El sonido de unos pasos resonó por el pasillo. Era Lirael su dama de compañía, era la única sirvienta con la cual compartían edad, se hicieron amigas con los años, en sus manos sostenía una capa de terciopelo, la sostuvo sobre los hombros de Althea.
–Su Majestad ha ordenado que se prepare, Alteza –anunció con voz suave–. El consejo espera su presencia en el salón principal en dos horas.
–Enseguida –respondió con un nudo en la garganta.
Esa mañana su padre recibiría al emisario del Reino de Veldara, la tierra con la que Lysvalen había firmado una tregua tras décadas de guerra. Y con ello, comenzaban las negociaciones para un matrimonio que sellaría la paz entre ambos reinos.
–Le prepararé su baño. La espero en su alcoba –sin más que decir Lirael se despide.
Althea da un suspiro largo, para luego recoger sus cosas dispuesta a regresar a su dormitorio para cambiarse de vestimenta.
–No deberías estar aquí sin escolta, alteza –dijo una voz firme tras ella. La princesa sonrió sin volverse. Reconocería esa voz en cualquier rincón del mundo.
–Y tú, no deberías vigilar a una princesa que sólo cultiva flores.
El caballero se acercó, el brillo de su armadura reflejando la luz de la mañana. Su porte era impecable, su rostro sereno, pero sus ojos –esos ojos grises– escondían un torbellino que solo ella parecía notar.
–Mi deber es protegerte –respondió, evitando su mirada a lo que Althea rió suavemente–. Incluso de ti misma.
–¿De mí? –preguntó ella, divertida–. ¿Y qué clase de peligro crees que representó?
–El peor de todos –replicó él sin apartar la vista.
Althea lo observó de reojo. Llevaban juntos desde que eran niños; él, el hijo de un noble menor que soñaba con servir al reino; ella, la niña que creció persiguiendo a su sombra por los pasillos del castillo. Entre los dos había risas, secretos… y una barrera invisible que se volvía más alta con los años.
“A veces, cuando lo miro, siento que el aire se vuelve más denso. Que cada palabra que no decimos pesa tanto como una promesa rota.” (Athea princesa de Lysvalen),
–Sigues igual de serio que cuando tenías doce años –bromeó ella, rompiendo el silencio.
–Y tú sigues igual de imprudente –contestó Caeldan con una media sonrisa.
Por un momento, el tiempo pareció detenerse. Althea dio un paso hacia él; podía oler el metal pulido y la menta de su aliento. Si hubiera alargado la mano, tal vez habría rozado su mejilla. Pero entonces, el sonido de pasos apresurados los separó.
Lirael había vuelto por la princesa, la cual se había tardado tanto que logró ponerla nerviosa. Sin despedirse el uno del otro Althea volvió a su alcoba y Caeldan regresó a su puesto de trabajo.
Sin decir palabra, la ayudó a vestirse. El vestido era de un azul pálido, bordado en plata, como el hielo. Cada brocado pesaba tanto que parecía estar diseñado para recordarle su deber. Cuando la doncella terminó de abrochar el último botón, Althea se miró al espejo.

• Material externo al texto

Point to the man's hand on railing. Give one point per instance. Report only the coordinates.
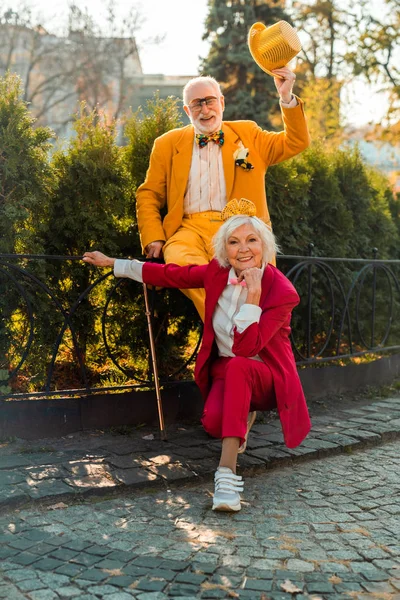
(98, 259)
(154, 249)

No vio a una mujer, estaba acostumbrada a los vestidos, pero realmente era la primera vez que no se reconocía.
–Lira… –susurró–, ¿crees que una vida puede pertenecer a alguien antes de nacer?
La joven sirvienta la observó por el reflejo.
–Creo que algunas vidas nacen con cadenas invisibles, mi señora –respondió–. Pero no todas permanecen atadas para siempre.
Antes de que Althea pudiera preguntar qué significaba eso, un golpe seco en la puerta las interrumpió. Un soldado entró, inclinándose apenas.
–Su escolta está lista, Alteza.
Althea salió del aposento. El aire del corredor era helado. Y allí, junto a la puerta principal, de pie con la espada al costado y la mirada recta, la esperaba Caelan Darven, capitán de la guardia real.
Su armadura reflejaba la luz de las antorchas, pero eran sus ojos –de un gris tormentoso– los que llamaban la atención. Althea lo había visto muchas veces, pero nunca tan cerca.
Él inclinó la cabeza, sin atreverse a mirarla directamente.